How do you use the TABLESAMPLE clause to retrieve a random sample of rows?
Posted by PaulAnd
Last Updated: June 23, 2024
The TABLESAMPLE clause is a SQL feature that allows you to retrieve a random sample of rows from a table. This is especially useful for querying large datasets where retrieving the entire table may be inefficient. The exact syntax may vary slightly depending on the SQL database you are using, but it follows a general structure. Here's how you can use the TABLESAMPLE clause in SQL:
Basic Syntax
SELECT *
FROM table_name
TABLESAMPLE (percentage OR row_count) [REPEATABLE (seed)]
Parameters
- percentage: This specifies the percentage of rows to sample. For example, TABLESAMPLE (10 PERCENT) retrieves approximately 10% of the rows from the table. - row_count: In some database systems, you can specify the number of rows to sample rather than a percentage. For example, TABLESAMPLE (100) would retrieve approximately 100 rows. - REPEATABLE (seed): This is an optional clause that allows you to specify a seed value for the random sampling.
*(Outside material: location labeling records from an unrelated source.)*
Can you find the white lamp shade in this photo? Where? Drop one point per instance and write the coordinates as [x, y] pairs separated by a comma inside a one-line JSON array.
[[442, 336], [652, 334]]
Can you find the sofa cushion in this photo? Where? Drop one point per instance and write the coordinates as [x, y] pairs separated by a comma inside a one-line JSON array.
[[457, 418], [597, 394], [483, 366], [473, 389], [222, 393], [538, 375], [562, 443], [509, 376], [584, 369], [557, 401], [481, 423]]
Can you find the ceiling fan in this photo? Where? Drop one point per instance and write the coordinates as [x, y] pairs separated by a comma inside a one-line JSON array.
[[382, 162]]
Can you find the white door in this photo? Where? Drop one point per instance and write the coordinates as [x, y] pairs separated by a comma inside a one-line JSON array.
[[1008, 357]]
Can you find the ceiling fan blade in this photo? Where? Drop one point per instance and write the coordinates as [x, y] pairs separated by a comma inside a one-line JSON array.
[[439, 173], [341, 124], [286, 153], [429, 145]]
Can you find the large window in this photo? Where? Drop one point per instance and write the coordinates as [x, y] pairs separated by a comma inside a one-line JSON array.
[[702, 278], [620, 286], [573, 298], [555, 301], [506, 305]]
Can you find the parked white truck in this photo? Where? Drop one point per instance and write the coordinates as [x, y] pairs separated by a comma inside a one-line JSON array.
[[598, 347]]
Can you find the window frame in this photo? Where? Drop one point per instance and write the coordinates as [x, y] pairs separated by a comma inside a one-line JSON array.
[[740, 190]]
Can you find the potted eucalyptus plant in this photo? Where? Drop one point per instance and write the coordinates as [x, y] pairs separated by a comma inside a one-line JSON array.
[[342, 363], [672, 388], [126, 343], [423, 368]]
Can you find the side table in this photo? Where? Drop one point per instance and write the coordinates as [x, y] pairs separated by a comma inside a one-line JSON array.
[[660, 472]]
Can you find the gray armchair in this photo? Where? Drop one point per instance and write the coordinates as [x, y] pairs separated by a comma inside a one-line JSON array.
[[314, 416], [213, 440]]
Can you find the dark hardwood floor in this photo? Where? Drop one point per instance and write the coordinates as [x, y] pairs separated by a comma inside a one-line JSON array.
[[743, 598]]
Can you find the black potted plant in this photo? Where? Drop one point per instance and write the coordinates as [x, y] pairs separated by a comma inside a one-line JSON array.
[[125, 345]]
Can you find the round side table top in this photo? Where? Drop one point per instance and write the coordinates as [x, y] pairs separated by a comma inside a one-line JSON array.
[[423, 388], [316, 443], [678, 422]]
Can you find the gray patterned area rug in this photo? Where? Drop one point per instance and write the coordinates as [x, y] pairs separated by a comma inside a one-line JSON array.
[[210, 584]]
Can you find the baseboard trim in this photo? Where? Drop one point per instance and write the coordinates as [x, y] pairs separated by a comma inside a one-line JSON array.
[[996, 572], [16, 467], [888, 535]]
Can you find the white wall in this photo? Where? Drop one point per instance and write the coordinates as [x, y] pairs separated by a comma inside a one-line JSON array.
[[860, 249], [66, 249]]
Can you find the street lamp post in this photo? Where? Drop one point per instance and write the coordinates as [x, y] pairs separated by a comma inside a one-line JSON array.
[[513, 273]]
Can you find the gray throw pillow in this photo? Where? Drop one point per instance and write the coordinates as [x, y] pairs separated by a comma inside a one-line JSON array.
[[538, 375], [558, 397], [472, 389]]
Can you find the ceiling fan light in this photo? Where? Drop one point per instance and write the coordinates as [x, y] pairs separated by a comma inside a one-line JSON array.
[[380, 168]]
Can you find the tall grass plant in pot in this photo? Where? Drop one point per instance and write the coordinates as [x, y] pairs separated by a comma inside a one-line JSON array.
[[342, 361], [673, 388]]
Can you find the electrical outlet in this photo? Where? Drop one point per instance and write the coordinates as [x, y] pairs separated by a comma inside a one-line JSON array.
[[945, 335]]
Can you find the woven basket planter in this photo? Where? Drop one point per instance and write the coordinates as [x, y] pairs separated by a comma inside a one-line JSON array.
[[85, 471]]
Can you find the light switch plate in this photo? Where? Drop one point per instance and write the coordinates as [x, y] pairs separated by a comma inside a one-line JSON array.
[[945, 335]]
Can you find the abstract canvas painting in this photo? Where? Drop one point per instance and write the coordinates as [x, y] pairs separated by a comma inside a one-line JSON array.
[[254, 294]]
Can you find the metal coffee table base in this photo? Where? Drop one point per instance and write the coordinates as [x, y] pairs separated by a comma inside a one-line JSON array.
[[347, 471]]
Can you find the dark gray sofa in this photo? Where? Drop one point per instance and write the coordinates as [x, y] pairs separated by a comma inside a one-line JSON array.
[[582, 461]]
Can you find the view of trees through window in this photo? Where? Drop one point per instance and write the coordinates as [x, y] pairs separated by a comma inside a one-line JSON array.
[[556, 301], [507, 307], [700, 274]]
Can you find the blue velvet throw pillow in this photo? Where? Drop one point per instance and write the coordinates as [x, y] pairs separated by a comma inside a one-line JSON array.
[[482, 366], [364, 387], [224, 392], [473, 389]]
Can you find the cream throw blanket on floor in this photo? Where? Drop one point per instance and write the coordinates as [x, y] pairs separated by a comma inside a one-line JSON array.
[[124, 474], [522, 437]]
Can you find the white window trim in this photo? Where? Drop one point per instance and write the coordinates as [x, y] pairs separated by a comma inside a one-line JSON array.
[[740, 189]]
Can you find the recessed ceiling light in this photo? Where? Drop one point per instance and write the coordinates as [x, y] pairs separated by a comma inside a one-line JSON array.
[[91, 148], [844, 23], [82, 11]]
Using the same seed will yield the same sample results each time you run the query, which can be useful for reproducibility.
Example Queries
1. Retrieving a Random Sample by Percentage:
SELECT *
FROM customers
TABLESAMPLE (10 PERCENT);
This query retrieves about 10% of the rows from the customers table. 2. Retrieving a Fixed Number of Rows:
SELECT *
FROM orders
TABLESAMPLE (100);
This retrieves approximately 100 random rows from the orders table. 3. Using the REPEATABLE Clause:
SELECT *
FROM products
TABLESAMPLE (10 PERCENT) REPEATABLE (123);
This command retrieves approximately 10% of the rows from the products table and will consistently return the same set of rows each time it is executed due to the specified seed.
Database Specific Notes
- SQL Server: The TABLESAMPLE clause is supported in SQL Server and follows the syntax above. - PostgreSQL: PostgreSQL does not support the TABLESAMPLE syntax exactly as described, but it has a similar functionality using the TABLESAMPLE clause with different options (BERNOULLI and SYSTEM). - Oracle: As of recent versions, Oracle supports random sampling through the use of the DBMS_RANDOM package, but it does not support TABLESAMPLE in its standard form. - MySQL: MySQL does not have a direct TABLESAMPLE clause, but you can achieve similar results using ORDER BY RAND() with a LIMIT. Refer to the specific SQL database documentation for detailed information regarding the use of the TABLESAMPLE clause and the supported syntax.